Flood in Siang a Clarion call

Dear Editor,
The news article ‘Rainfall anomalies and flooding of the Siang’, reflects that flooding of river Siang is a ticking time-bomb, for the people of the area; it may go-off any time. India shares trans boundary rivers with many countries. the Trans-border rivers of China and India basically form two main groups i.e. The Brahmaputra river system on the Eastern side, which consists of river Siang (mainstream of river Brahmaputra) and its tributaries, namely Subansiri and Lohit and the Indus river system on the Western side.
Both countries have signed various agreements and memorandums. However, the efforts have not been very satisfactory due to Suboptimal Cooperation due to differences in approach between both the countries. India favours bilateral approach whereas china prefers multilateral approach. Moreover, the borders disputes between the two like Doklam dispute last year inhibits the process.
The current situation is a clarion call for India, that it should make more investment in diplomatic negotiation and improving diplomatic communication between ‘the elephant, and ‘the dragon’. Effective data sharing and exchange mechanisms and timely follow-up of the MoUs that exists must be taken up in an urgent manner. Further, India in consultation with the international community and other stakeholders should try to builda ‘Himalayan Charter’ to deal with the issues of Himalayan region
‘There is a need for interdisciplinary co-operation at all government and local levels for a co-ordination of sectoral policies. Also, for flood prevention, protection and mitigation, a good combination of structural measures, preventive measures and operative measures during flood events are necessary’(UN). In this regards the state of Arunachal Pradesh may take following efforts
1. Proper awareness programmes should be held to equip the people with techniques, and plans of evacuation to minimise the loses in case of any disaster.

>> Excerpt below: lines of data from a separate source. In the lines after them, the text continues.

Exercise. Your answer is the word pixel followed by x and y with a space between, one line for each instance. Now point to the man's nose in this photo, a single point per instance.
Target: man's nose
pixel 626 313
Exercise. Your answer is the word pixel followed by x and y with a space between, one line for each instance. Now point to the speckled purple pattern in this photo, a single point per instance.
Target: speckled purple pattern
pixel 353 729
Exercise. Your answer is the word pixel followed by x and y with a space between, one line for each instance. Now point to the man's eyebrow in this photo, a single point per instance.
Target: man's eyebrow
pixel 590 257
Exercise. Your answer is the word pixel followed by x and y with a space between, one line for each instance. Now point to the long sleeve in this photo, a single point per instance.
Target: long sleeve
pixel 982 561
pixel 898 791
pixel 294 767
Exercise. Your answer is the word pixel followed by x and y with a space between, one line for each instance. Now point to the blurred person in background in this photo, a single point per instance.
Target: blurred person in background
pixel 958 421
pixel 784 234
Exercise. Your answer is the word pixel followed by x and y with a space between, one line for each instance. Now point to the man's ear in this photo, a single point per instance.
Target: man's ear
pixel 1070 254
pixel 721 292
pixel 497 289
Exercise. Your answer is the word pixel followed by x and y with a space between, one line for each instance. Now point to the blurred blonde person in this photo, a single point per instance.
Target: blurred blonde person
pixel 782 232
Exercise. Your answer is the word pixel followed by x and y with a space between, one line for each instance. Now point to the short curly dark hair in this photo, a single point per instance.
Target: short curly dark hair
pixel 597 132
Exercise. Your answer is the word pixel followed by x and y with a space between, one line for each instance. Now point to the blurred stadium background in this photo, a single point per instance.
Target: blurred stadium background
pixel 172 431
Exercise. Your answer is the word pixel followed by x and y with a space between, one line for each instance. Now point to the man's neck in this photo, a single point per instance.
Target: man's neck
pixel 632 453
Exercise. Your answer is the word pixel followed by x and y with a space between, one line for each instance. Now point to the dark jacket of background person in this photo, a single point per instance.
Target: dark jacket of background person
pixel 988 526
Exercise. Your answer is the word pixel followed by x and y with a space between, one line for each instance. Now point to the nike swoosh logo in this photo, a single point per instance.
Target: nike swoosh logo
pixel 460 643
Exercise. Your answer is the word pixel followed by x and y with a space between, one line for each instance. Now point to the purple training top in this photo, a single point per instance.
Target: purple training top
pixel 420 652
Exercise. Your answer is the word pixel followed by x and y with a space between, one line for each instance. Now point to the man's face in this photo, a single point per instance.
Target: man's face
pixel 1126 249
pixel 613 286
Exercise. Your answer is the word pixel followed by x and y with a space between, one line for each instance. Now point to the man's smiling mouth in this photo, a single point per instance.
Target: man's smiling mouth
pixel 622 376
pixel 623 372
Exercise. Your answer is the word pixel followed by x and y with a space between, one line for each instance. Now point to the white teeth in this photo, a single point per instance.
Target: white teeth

2. Knowing about the danger, including all important parameters, such as the type of flooding (static, dynamic) as probability, intensity (flooding depth, flow velocity) and extent of the impact is a prerequisite. This knowledge must be imparted convincingly on all actors.
3. Forming a voluntary emergency response team, say “Local Flood Fighters” from the local community/people (within each Gram panchayat), basically one who is well versed with the rivers and are good swimmers to help the authorities during any time of emergency; thereby reducing the intensity of the disaster if it happens.
4. In the long run, state govt should come up with a strategy for flood management in consultation with the central government
5. Undertake Flood risk zoning, with the help of ISRO and it’s remote sensing satellite to delineate various risk zone by assigning the different scale of danger.
The situation is grave, the reduction of flood risks or any disaster must be based on the principles of solidarity and precaution. On the governments part, they should come up with an action plan and clear strategy to avoid any crisis. The survey of the river basins with Remote sensing satellite should be done on a regular basis instead of doing it as a knee-jerk reaction. Also, the data about the transboundary river water needs to be ‘de-securitised’, so that independent researchers may have adequate references in hand to conduct a fruitful research.